‘Obsessive anti-Israel bias’: Erdan rips up human rights report at UN podium

Envoy says report by UNHRC belongs in ‘the dustbin of antisemitism,’ notes Israel has been targeted in 95 resolutions compared to 142 against all other countries combined

Israel envoy to the United Nations rips up a Human Rights Council report at the podium, October 29, 2021 (Screen grab)
Israel envoy to the United Nations rips up a Human Rights Council report at the podium, October 29, 2021 (Screen grab)

Israel’s Ambassador to the United Nations Gilad Erdan chastised the United Nations Human Rights Council on Friday for its disproportionate condemnation of Israel, tearing up the organization’s annual report while at the podium.

In a speech to the General Assembly, the Israeli envoy slammed the UNHRC for its “obsessive anti-Israel bias” during a special session at which the council presented its annual report.

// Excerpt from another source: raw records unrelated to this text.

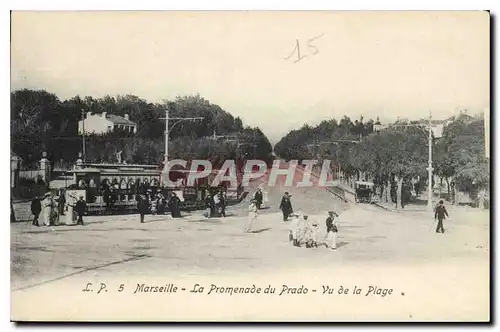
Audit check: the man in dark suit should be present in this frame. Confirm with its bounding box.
[280,191,293,221]
[254,188,263,210]
[434,200,448,233]
[75,196,87,226]
[31,196,42,226]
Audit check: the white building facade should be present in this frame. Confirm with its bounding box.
[78,112,137,135]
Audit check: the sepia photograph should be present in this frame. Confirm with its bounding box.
[10,10,492,322]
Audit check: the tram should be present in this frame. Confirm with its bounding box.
[66,163,244,214]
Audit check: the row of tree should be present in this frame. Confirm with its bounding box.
[11,89,272,165]
[275,114,490,209]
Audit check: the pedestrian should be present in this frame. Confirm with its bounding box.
[59,190,66,216]
[326,211,339,250]
[31,196,42,226]
[137,195,149,224]
[50,196,59,226]
[156,189,165,215]
[434,200,449,233]
[65,194,77,225]
[205,192,215,218]
[254,187,264,210]
[10,197,16,222]
[151,195,158,215]
[39,192,52,227]
[219,190,226,218]
[299,214,314,248]
[311,221,322,248]
[280,191,293,221]
[289,212,301,247]
[75,196,87,226]
[245,199,258,233]
[170,192,181,218]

“Since the establishment of the council 15 years ago, it has decided to blame and condemn Israel not 10 times like Iran or 35 times like Syria,” Erdan said. “The Human Rights Council has attacked Israel with 95 resolutions. Compared to 142 against all other countries combined.”

“It was on this stage at this very body that the very right of the Jewish people to have a national home was itself declared to be racist. A decision that was justly overturned. A decision that Israel’s ambassador at the time, Chaim Herzog, tore up at the United Nations,” Erdan said, referring to Herzog’s November 1975 speech. “And this is exactly what should be done to this antisemitic distorted one-sided report.”

Erdan said the report’s only place was “in the dustbin of antisemitism” before apparently ripping up it up and then leaving the podium.

In a statement on Friday, the UNHRC noted that it had held three special sessions in 2021 — on Myanmar, Afghanistan and the Israeli-Palestinian conflict.

The council noted that at the session on the Israeli-Palestinian conflict, it decided to establish “an ongoing independent, international commission of inquiry to investigate in the occupied Palestinian territory, and in Israel, all alleged violations of international humanitarian law and all alleged violations and abuses of international human rights law leading up to and since 13 April 2021.”

Israel — backed at times by the United States — has long accused the council of anti-Israel bias and has generally refused to cooperate with its investigators.

Israel is the only country that is systematically discussed at every regular council session, with a dedicated special agenda item.

The standing agenda item and body’s overall anti-Israel stance were among the main reasons that the United States under former president Donald Trump decided to leave the council. His successor US President Joe Biden has returned the United States to the fold as an observer, with an eye on membership, but his administration remains deeply critical of the council’s “disproportionate focus on Israel.”

Illustrative: Delegates arrive on the assembly hall of the Human Rights Council at the European headquarters of the United Nations in Geneva, Switzerland, June 2, 2009. (AP Photo/Keystone/Salvatore Di Nolfi)

Earlier this month, United States Ambassador to the United Nations Linda Thomas-Greenfield used the monthly Security Council session on the Middle East to chastise the body for also disproportionately focusing on the Israeli-Palestinian conflict.

“This council spends a great deal of time on the Israeli-Palestinian conflict, which is both understandable and consistent with the agenda. But far too often, the substance of these discussions is centered almost entirely around criticism of Israel and counterattacks,” she said in her remarks.

“I sincerely hope that going forward, council members will do their best to take a more balanced approach. Also, there are other countries and situations in the region that merit Security Council attention and should not be neglected.”